Patent Literature

Why to search in patent literature?

At the beginning of every research or development project, a thorough study of the state of the art should be conducted. This is particularly advisable for three reasons:

  • Gaining insight into the latest progress in the respective field.
  • Avoiding duplication of effort.
  • Protecting the project against possible future infringement proceedings as soon as possible.

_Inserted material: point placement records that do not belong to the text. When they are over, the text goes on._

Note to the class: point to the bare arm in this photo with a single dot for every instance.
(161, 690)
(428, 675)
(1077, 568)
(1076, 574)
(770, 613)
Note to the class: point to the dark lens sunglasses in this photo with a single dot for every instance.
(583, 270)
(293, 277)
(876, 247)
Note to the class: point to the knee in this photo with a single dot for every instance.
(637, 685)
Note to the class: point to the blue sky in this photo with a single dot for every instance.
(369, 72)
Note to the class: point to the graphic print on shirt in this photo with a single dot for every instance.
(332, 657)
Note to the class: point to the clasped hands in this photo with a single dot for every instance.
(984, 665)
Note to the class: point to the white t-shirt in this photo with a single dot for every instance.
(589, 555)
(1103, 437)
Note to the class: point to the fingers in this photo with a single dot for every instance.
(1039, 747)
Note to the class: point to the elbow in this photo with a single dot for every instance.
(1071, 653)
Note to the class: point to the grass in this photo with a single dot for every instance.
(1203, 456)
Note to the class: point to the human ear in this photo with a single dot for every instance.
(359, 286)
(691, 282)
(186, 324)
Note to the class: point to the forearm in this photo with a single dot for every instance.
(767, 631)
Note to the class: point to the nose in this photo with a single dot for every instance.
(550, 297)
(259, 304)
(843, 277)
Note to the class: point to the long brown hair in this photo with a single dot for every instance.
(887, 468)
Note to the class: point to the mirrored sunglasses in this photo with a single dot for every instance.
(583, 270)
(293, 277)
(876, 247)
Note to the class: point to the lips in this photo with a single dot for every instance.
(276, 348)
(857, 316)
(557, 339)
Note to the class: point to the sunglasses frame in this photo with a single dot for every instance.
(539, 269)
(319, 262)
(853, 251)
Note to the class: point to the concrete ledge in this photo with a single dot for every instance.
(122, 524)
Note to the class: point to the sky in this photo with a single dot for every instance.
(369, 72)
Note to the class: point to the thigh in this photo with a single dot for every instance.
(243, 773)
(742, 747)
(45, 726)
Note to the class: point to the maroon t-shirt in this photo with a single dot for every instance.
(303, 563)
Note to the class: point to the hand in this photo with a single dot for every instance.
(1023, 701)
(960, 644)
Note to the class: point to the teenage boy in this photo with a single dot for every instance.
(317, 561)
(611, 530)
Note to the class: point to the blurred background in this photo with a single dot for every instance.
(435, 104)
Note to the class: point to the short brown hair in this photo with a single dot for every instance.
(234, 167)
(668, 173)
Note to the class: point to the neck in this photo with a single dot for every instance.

One of the most effective information sources for studying the state of the art of a technology is the patent literature:

  • One estimates that  80% of current technical knowledge can only be found in patent documents.
  • Patents – due to their strict publishing procedures – contain very detailed technical information which often cannot be found in any other publicly availabe information.
  • Information in patents is always up-to-date, since the patent documents in their majority have to be publicly published 18 months after the first filing at the latest.
  • Commercially available databases (e.g. Sem-IP.com) contain the complete set of patents worldwide and offer tools to efficiently search in huge collections, including semantic algorithms and statistical support.

Worldwide coverage

The Sem-IP.com database which is at the foundation of ChemAnalyser, currently contains records of about 100M patents worldwide, i.e. from 103 patent issuing authorities of all continents.

To give you a quick impression of this worldwide coverage, the approximate filing numbers of just the most important authorities (patent offices) in the last 20 years are listed below:

Chemical patents

In an ever increasing amount, chemical drawings are added to the text for illustration of the respective structure; standardized file formats for this purpose, implemented in our database, are CDX and MOL (information about the atoms and chemical bonding of a molecule).

To extract the chemistry specific knowledge as efficiently as possible, ChemAnalyser applies proprietary automated knowledge extraction processes based on chemical named entity recognition (NER) in a semantic context. Furthermore, ChemAnalyser recognizes and extracts relevant relationships between the NERs or identifies correlations between the chemical structure of a chemical compound and its biomedical impact.